There weren’t any cases that hard for the rest of her shift, although that didn’t mean it was easy.

The patient she’d been thinking about on her awful date with Anders was back, still with the persistent cough.

She was an elderly woman, and Daphne couldn’t help but smile a little at her name when she saw she was her next patient.

The ER had a lot of frequent fliers, some because of conditions that were hard to manage, and some because they had nowhere else to go for help.

Mrs. Green was a little bit of both—chronic health problems and crappy insurance that meant she couldn’t see a specialist. “In a few years I’ll get Medicare and it will be easier,” she had told Daphne many times.

“Hey there,” Daphne said as she walked in. “What brings you in today, Mrs. Green?”

She coughed again. “Same as always, dear. How was that date of yours?”

For one confusing second, she wondered how Mrs. Green knew about Henry, and then for one more confusing second, she wondered what they had done that could be considered a date. Then she remembered—Anders.

“Not great,” she said ruefully. “He was more interested in himself than me.”

“That’s too bad. But I’m sure there’s someone else out there,” Mrs. Green said between coughs. Unbidden, Daphne’s mind went to Henry. “Oh, so there is someone,” Mrs. Green continued. “I saw that little smile.”

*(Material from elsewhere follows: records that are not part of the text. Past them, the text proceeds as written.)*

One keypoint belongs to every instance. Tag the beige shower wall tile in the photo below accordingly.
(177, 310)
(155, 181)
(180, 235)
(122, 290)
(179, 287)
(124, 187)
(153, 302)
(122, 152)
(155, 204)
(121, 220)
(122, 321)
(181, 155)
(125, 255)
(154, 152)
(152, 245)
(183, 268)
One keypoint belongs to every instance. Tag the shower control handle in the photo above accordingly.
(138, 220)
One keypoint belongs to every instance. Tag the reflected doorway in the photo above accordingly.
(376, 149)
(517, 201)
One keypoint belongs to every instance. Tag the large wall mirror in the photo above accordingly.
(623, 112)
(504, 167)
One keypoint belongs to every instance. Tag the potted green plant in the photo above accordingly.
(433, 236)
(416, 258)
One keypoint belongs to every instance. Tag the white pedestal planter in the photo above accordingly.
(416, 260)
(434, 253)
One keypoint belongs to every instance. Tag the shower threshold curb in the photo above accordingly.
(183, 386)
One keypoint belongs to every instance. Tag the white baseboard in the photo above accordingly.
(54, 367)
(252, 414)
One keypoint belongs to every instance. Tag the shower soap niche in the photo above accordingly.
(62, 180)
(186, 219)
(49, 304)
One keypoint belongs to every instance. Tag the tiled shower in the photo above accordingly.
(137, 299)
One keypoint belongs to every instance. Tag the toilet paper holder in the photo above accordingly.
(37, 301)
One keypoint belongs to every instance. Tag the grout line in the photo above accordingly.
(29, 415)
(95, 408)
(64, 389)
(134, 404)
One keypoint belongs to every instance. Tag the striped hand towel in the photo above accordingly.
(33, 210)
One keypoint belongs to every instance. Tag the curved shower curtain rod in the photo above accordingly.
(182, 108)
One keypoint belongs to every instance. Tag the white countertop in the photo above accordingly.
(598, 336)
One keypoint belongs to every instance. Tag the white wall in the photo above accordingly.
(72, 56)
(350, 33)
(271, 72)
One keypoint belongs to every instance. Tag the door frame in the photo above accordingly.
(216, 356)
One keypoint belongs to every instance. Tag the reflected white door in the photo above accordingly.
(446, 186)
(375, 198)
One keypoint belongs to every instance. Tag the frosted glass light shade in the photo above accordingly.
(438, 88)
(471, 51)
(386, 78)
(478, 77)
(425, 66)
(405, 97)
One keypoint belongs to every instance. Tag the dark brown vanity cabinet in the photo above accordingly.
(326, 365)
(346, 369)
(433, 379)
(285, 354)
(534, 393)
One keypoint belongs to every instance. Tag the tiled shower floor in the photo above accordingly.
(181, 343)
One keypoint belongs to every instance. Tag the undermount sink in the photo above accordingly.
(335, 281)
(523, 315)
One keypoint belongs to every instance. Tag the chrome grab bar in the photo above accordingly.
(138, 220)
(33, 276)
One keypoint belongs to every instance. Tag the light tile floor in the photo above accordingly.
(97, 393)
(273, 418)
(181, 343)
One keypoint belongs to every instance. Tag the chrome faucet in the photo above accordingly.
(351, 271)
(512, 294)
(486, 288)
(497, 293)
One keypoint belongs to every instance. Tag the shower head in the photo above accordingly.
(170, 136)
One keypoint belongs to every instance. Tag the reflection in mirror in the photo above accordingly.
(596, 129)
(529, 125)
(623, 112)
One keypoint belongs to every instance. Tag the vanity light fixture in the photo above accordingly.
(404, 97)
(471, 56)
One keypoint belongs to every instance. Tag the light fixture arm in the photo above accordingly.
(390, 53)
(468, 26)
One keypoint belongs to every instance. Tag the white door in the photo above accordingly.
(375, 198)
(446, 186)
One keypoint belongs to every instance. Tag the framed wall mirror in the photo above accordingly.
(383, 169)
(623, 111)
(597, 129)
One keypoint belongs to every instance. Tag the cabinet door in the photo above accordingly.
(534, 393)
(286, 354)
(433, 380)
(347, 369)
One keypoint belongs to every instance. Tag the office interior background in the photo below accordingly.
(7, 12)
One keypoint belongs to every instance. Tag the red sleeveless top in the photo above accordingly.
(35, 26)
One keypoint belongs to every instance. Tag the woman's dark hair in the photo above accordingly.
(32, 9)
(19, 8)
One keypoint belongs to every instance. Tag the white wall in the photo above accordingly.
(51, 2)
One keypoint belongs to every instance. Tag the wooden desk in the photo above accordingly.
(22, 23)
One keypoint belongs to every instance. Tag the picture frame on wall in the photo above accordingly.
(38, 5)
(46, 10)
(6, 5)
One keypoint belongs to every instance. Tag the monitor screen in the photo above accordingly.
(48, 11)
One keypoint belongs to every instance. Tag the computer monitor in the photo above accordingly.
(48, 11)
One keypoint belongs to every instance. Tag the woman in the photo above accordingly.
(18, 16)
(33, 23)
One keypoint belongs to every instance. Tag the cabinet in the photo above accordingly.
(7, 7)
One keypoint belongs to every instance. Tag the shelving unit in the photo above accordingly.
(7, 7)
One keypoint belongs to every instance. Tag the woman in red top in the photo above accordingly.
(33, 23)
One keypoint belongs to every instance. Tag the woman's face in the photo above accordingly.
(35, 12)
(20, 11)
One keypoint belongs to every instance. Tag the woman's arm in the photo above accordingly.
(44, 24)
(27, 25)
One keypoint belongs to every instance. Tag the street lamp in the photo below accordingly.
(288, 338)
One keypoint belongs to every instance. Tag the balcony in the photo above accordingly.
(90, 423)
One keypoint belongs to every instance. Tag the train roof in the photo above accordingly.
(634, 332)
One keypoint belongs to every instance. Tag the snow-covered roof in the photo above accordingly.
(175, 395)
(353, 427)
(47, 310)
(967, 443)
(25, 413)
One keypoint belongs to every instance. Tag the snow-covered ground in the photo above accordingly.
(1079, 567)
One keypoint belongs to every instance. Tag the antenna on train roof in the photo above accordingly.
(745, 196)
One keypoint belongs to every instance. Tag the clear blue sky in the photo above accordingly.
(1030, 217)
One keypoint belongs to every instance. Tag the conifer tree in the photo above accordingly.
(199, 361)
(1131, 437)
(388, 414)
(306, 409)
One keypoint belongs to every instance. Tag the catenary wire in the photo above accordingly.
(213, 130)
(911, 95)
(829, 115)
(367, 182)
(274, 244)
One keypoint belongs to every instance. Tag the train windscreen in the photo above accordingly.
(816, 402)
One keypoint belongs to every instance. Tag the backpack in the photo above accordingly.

Daphne shook her head. “It’s complicated.”

“How complicated?”

“He’s not from here,” Daphne said, pulling out her stethoscope and listening to her lungs. “Okay, another breath,” she coached, and listened intently.

“So? They’ve had airplanes for a long time, dear.”

Daphne’s lips tugged up slightly. “Like I said, it’s complicated,” she said, and then realized exactly what she was implying.

That maybe, if things were different, she could find herself falling for Henry.